Paul Kasriel, in a recent Daily Global Commentary — “The U.S. Housing Market – Post-Tax Credit Give-Back or Something More Fundamental” — argued the exact opposite. In that piece, he wrote:
“Is there any reason to believe that after a couple of months, home sales will pick up again? Yes.
Why? Because with mortgage rates at rock-bottom levels and with house prices very low in relation to household incomes, housing is about as an attractive a purchase as it has been in the past 40 years.
Are we on the eve of a renewed housing boom, given this attractiveness? No. But are we likely to slip back into a full-fledged housing recession?

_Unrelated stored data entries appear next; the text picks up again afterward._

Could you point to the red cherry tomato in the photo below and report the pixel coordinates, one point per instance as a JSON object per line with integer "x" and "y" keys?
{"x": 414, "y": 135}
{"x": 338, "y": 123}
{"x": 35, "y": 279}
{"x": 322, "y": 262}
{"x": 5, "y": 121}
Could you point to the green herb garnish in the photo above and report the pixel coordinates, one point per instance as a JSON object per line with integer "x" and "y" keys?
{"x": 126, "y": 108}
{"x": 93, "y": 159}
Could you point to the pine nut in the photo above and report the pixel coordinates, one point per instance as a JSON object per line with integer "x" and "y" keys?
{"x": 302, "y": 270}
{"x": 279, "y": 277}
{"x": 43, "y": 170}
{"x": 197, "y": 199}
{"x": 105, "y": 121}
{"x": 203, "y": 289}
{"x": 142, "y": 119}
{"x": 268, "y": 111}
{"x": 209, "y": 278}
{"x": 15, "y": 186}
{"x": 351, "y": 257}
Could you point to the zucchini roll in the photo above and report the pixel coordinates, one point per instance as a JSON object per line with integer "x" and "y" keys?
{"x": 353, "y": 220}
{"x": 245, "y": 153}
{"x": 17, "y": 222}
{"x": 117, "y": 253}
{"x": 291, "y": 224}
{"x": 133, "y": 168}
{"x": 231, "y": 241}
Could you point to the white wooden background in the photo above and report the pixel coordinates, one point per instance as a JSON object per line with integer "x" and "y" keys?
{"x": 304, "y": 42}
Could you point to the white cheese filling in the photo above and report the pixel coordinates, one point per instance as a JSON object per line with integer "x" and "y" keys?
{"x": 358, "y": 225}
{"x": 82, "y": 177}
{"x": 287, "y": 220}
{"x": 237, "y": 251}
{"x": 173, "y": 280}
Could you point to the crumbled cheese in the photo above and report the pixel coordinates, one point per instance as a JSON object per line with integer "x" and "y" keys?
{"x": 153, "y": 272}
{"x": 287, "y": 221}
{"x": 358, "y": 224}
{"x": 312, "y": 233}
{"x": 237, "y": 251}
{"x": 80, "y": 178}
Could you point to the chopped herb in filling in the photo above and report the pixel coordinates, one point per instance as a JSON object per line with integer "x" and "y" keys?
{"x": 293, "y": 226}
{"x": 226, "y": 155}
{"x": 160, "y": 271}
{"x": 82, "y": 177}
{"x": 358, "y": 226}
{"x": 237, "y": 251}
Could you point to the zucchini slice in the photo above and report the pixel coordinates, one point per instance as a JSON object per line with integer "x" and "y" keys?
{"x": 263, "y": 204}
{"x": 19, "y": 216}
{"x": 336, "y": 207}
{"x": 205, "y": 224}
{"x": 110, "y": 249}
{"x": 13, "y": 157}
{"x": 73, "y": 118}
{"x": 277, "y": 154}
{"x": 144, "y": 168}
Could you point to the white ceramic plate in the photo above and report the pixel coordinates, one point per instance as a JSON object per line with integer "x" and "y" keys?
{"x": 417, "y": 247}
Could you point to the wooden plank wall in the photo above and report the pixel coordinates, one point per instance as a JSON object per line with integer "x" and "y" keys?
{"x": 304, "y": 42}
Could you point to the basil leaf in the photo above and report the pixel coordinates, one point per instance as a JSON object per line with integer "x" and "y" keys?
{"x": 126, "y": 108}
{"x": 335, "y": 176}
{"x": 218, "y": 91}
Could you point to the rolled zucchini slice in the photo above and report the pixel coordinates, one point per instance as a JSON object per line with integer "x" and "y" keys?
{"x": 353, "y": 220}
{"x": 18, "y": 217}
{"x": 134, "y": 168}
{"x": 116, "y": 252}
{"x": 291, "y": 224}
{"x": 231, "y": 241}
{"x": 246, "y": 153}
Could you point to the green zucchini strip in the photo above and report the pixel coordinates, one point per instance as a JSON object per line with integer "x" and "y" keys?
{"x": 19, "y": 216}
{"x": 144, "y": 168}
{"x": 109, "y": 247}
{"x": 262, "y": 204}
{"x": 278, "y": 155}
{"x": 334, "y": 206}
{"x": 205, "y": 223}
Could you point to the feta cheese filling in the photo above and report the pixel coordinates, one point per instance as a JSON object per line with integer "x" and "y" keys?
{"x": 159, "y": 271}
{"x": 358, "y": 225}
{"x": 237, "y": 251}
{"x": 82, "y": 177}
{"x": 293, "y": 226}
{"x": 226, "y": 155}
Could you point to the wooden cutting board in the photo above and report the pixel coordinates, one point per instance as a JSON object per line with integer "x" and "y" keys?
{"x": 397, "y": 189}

No. Two steps forward, one step backward.”
I always enjoy it when someone whose methodology I respect is on the opposite side of an analytical debate from me. I would much rather argue against a smart mathematical or economic or psychological thesis, than the usual partisan frippery.
So which is it? Are house prices low or high relative to income? What’s the basis of Kasriel’s homes-are-cheap statement?
To find out, I pinged Paul as to the basis of his Housing is cheap thesis. Here is what he wrote back:
“The chart below illustrates why I think owner-occupied housing on a national basis is cheap. The “yield” on owner-occupied housing continues to be above the cost of financing a home purchase. This is actually a rare occurrence. Of course, if the market value of owner-occupied housing were to fall more, all else the same, the purchase of a house would become even more attractive.”
Nominal Imputed Rent versus Home Purchase Price
click for larger chart
That is an interesting, data driven analysis. Kasriel’s point is that for any potential home buyer, the cost of buying a home is less than what it would cost to rent the equivalent home. Hence, in his analysis, homes are cheap. Think of it as using dividend yield of a stock to determine if its cheap or dear relative to Treasuries.
Might home sales pick up again in a couple of months? Perhaps, but I doubt it. I simply do not see any compelling reason for the marginal home buyer to make that purchase. By September, we will be fighting seasonal factors. The exception is the key bubble bust regions, where foreclosures are driving prices as much as 50% off the peak prices.
But I am unconvinced about prices in general. My problem with imputed rent is that it is not independent of demand for home purchases; Imputed rents interact with home prices, credit availability, pricing trends, employment, etc.
Indeed, one can easily imagine a scenario where: 1) Home prices are thought of trending lower; 2) Credit is tight; 3) Employment is weak; 4) Wages are flat. This would create an environment of relatively soft demand for home purchases (sending their prices lower) At the same time, this would increase demand for rental units.
There are other factors thyat might also pressure prices lower. As we saw last cycle, even very low mortgage rates are no guarantee of home price appreciation. Home buyers have figured out that as rates rise, it caps RE gains. And the move from 1% in 2004 to 5% in 2006 set up not only the end of price appreciation, but home price collapse as well. Perhaps buyers are aware that with the Fed at zero, there is nowhere for rates to go but up. That means price appreciation will be modest at best, and negative at worst.